Le théâtre et le spectacle musical, Ned Grujic connaît bien. Oliver Twist, Le Mariage de Figaro donné au Théâtre 13, ou encore Cyrano de Bergerac version musicale, depuis ses débuts, son activité de metteur en scène balance entre les deux domaines qu'il veut inséparables et qui faisaient de lui l'homme idéal pour mettre en scène Fame.

Comment résumeriez-vous votre vision du spectacle ?
À la base, on se trouve avec un spectacle culte ancré dans les années 1980, avec de ce fait, des aspects devenus un peu ringards. Pour moi, la période n'a que peu d'importance, il s'agit avant tout, non pas de faire un show à l'américaine, mais de parler aux spectateurs français d'aujourd'hui, avec de l'humour et de la profondeur. Nous sommes aussi un pays de danse et de théâtre. Le but est de raconter une histoire avec un mode narratif adapté à notre public dans lequel tout part de la théâtralité et de l'émotion des personnages capables de faire vibrer le public avec leurs rêves, leurs échecs.

Quelles sont les grandes dominantes de votre mise en scène ?
Je parlerais de théâtralité, d'onirisme. Par moments, on entre dans la tête de ces étudiants. J'ai eu envie de donner une dimension poétique aux rêves de ces jeunes gens, sans que jamais rien ne soit gratuit. Raphaël Kaney-Duverger a fait pas mal de contemporain, il est passé par le classique, mais il vient du théâtre, et cette dimension-là est essentielle pour nous. Tout ce que nous construisons doit aller dans le sens d'une histoire. L'école aussi est importante. C'est un lieu pluridisciplinaire, d'initiation où l'on apprend à être un bon artisan, avant de devenir un artiste, lorsque c'est possible !

Raphaël Kaney-Duverger

À 31 ans, ce chorégraphe-né à Paris affiche un parcours très varié. Toujours intéressé par des expériences nouvelles et différentes, il met à profit sa formation pluridisciplinaire.

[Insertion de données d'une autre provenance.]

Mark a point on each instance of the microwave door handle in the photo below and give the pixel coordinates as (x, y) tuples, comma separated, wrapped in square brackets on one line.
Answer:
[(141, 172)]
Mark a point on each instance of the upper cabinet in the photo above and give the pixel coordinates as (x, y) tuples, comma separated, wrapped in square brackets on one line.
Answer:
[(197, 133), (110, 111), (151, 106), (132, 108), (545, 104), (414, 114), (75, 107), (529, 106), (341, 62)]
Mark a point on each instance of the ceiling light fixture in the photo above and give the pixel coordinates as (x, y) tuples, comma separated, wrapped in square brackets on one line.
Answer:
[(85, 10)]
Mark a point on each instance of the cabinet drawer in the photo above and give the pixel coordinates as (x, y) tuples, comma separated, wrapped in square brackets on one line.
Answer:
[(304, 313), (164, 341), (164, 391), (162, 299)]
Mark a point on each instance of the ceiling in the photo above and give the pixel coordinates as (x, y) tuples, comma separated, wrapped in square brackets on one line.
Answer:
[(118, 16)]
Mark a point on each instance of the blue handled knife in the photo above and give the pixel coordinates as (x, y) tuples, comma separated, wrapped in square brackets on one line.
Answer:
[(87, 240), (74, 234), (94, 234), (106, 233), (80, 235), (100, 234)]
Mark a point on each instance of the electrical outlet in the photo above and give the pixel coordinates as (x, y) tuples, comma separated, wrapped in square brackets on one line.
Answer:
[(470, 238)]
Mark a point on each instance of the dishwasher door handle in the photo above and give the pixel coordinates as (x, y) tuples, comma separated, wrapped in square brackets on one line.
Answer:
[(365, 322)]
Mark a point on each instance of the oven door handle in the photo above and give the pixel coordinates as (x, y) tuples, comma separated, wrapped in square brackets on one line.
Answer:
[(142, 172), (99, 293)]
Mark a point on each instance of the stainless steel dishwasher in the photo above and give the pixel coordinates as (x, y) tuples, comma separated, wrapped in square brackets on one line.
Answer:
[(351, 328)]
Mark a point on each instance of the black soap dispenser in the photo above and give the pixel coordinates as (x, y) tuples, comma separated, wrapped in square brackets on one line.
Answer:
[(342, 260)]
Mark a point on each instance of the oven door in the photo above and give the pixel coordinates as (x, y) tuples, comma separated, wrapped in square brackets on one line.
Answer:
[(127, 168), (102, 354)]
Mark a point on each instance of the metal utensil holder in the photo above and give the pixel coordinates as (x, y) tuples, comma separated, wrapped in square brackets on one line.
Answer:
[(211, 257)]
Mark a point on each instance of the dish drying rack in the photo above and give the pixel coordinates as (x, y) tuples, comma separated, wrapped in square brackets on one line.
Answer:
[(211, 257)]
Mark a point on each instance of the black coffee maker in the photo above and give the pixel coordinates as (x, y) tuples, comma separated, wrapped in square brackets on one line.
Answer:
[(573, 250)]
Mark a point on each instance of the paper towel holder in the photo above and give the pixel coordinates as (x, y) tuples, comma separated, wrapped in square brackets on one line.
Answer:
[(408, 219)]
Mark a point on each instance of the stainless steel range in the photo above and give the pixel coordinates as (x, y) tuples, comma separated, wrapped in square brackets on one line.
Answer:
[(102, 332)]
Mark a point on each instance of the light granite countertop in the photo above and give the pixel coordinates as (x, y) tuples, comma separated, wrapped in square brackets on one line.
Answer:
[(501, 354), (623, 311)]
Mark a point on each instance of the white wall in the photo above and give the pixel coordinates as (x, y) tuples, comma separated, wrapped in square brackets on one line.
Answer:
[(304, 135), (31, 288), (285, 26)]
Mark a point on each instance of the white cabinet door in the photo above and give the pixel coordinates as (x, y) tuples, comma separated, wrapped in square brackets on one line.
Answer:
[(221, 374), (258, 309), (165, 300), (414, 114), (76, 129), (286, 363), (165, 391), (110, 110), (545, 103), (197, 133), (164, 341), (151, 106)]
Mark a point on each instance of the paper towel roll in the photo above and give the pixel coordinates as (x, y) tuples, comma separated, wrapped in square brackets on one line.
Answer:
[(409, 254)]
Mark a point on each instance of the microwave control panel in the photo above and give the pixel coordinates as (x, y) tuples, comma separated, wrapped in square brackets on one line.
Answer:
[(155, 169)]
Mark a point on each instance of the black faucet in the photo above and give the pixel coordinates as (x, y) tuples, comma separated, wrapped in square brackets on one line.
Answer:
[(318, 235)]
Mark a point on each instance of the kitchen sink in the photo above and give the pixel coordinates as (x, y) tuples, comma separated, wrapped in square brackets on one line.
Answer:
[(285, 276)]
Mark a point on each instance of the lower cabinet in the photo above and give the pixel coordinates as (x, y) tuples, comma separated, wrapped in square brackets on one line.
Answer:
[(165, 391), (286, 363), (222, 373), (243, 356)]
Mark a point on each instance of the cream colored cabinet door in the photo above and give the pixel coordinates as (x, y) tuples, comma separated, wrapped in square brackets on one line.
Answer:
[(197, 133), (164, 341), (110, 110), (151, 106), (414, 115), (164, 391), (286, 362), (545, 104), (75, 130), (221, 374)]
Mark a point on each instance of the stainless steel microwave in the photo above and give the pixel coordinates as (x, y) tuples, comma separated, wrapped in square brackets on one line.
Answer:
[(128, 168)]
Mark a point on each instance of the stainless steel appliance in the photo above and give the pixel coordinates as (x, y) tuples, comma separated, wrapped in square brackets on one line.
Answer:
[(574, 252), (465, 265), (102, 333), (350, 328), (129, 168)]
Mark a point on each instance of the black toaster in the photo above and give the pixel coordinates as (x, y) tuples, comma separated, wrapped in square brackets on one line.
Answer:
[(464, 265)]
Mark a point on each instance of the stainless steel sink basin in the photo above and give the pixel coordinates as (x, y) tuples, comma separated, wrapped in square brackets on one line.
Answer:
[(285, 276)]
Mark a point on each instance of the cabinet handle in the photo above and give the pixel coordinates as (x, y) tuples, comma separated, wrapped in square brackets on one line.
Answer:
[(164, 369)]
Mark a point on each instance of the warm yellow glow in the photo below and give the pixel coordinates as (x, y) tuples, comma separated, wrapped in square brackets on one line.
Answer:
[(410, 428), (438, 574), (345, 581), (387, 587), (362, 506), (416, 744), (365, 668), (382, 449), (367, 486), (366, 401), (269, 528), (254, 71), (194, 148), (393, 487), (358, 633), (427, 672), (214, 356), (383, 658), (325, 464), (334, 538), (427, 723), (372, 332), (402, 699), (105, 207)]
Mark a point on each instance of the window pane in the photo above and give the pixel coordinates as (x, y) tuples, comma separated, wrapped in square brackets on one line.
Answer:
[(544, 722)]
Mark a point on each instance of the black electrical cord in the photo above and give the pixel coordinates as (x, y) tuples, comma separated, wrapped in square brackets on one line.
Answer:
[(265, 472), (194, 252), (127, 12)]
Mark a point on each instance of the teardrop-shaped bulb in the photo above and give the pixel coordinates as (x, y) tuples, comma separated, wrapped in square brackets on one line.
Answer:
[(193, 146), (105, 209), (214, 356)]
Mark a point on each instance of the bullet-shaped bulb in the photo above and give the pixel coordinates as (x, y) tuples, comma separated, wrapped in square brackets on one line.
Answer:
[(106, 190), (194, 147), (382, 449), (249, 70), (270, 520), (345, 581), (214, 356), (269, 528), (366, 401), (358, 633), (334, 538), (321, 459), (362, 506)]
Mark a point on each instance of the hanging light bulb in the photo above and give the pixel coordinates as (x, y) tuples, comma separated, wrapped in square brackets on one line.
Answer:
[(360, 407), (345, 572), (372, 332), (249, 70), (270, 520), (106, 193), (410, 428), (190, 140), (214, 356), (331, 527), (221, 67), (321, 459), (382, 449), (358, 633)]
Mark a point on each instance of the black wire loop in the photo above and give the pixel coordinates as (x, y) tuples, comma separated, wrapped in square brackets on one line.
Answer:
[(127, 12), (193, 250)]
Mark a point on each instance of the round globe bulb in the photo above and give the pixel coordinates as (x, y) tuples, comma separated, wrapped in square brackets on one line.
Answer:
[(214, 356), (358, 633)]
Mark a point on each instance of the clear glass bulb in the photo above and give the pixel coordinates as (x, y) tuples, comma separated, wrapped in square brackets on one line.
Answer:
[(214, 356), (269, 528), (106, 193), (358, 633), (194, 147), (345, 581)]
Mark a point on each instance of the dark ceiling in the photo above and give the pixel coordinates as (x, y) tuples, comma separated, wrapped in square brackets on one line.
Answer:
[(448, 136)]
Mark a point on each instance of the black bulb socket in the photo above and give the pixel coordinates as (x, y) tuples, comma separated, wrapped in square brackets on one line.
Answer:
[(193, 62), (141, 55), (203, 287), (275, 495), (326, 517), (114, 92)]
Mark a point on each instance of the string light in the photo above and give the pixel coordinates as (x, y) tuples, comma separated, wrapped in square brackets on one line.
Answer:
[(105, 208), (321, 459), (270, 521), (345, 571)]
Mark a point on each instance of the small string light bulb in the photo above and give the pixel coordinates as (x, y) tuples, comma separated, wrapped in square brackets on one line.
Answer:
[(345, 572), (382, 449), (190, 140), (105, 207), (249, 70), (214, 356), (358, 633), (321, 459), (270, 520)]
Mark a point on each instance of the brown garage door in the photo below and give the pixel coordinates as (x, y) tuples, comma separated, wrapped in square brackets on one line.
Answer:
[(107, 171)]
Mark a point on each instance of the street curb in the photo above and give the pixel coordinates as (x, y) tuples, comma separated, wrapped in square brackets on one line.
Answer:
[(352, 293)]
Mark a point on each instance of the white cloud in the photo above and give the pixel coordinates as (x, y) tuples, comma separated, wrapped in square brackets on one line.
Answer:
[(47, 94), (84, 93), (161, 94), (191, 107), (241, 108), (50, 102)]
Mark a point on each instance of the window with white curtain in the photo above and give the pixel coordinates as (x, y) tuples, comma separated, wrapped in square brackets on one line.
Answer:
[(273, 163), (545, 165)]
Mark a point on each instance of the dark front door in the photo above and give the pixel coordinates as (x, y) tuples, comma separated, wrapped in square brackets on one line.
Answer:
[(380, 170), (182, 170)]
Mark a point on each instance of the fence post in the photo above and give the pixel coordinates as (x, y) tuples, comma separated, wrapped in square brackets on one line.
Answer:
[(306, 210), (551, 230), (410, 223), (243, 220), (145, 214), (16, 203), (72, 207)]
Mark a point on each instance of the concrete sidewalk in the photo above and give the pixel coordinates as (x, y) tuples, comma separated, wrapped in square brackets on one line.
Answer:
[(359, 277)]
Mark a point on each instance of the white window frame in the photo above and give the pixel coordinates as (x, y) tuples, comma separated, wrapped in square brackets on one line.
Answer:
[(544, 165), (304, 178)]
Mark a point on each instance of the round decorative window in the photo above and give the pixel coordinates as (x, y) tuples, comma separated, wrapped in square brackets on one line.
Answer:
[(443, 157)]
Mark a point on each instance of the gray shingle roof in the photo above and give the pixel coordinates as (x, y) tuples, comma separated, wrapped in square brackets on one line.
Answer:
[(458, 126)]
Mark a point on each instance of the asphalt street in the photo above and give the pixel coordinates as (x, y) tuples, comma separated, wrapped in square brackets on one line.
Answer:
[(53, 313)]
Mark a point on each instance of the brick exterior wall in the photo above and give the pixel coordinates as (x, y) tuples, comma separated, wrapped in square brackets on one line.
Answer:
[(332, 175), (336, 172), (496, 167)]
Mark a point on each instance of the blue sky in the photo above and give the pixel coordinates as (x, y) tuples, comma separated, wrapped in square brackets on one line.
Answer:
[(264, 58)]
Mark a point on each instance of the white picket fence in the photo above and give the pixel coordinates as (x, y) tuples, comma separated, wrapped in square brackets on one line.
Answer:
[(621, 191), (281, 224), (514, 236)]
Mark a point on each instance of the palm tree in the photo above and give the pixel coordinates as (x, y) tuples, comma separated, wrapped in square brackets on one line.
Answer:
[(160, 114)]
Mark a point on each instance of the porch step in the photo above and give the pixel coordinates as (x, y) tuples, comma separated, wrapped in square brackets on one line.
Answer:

Pour l'Eurovision, on a pu le voir à la télé deux années de suite. Il collabore au théâtre dont il est issu avec le metteur en scène Guillaume Ségouin. Pour la danse, il travaille avec deux compagnies l'une américaine, celle de Stefanie Batten Bland et la seconde, africaine, celle de Georges Monboy.


Comment abordez-vous le spectacle ?
Très sereinement ! C'est le plus gros projet qui m'ait été confié et je m'y consacre depuis un certain temps avec toute la motivation que l'on peut imaginer. Au départ, venant d'un univers très contemporain, j'ai cherché ce que j'allais pouvoir faire. Car il y a tout à faire, il s'agit d'une recréation que nous avons voulu le metteur en scène, Ned Grujic, et moi. Au départ, il faut déchiffrer pour déterminer les directions à prendre. J'ai voulu nourrir mes idées, très ancrées dans l'énergie actuelle, par des recherches faites à droite ou à gauche.

Selon vous, qu'est-ce qui fait un bon danseur et comment travaillez-vous ?
Je pense que c'est la conscience de ce qui est demandé et la compréhension du contexte dans lequel on se trouve qui importent. Et puis, un bon danseur doit être un minimum comédien. Mon travail consiste à proposer un canevas. Ensuite, il faut que les comédiens se l'approprient dans un esprit de fidélité naturellement !

Quels seraient vos repères en matière de danse à laquelle, je crois, vous êtes venu assez tard ?
J'ai commencé à danser vers 16 ans, alors que j'ai abordé le théâtre à 7 ans. J'ai toujours eu besoin d'utiliser mon corps et de danser et, dès le départ, je voulais chorégraphier. J'aime à la fois des chorégraphes contemporains américains ou européens comme Vandekeybus, Preljocaj ou Decouflé et l'énergie du hip-hop très séduisante, même si ce que je fais est totalement différent.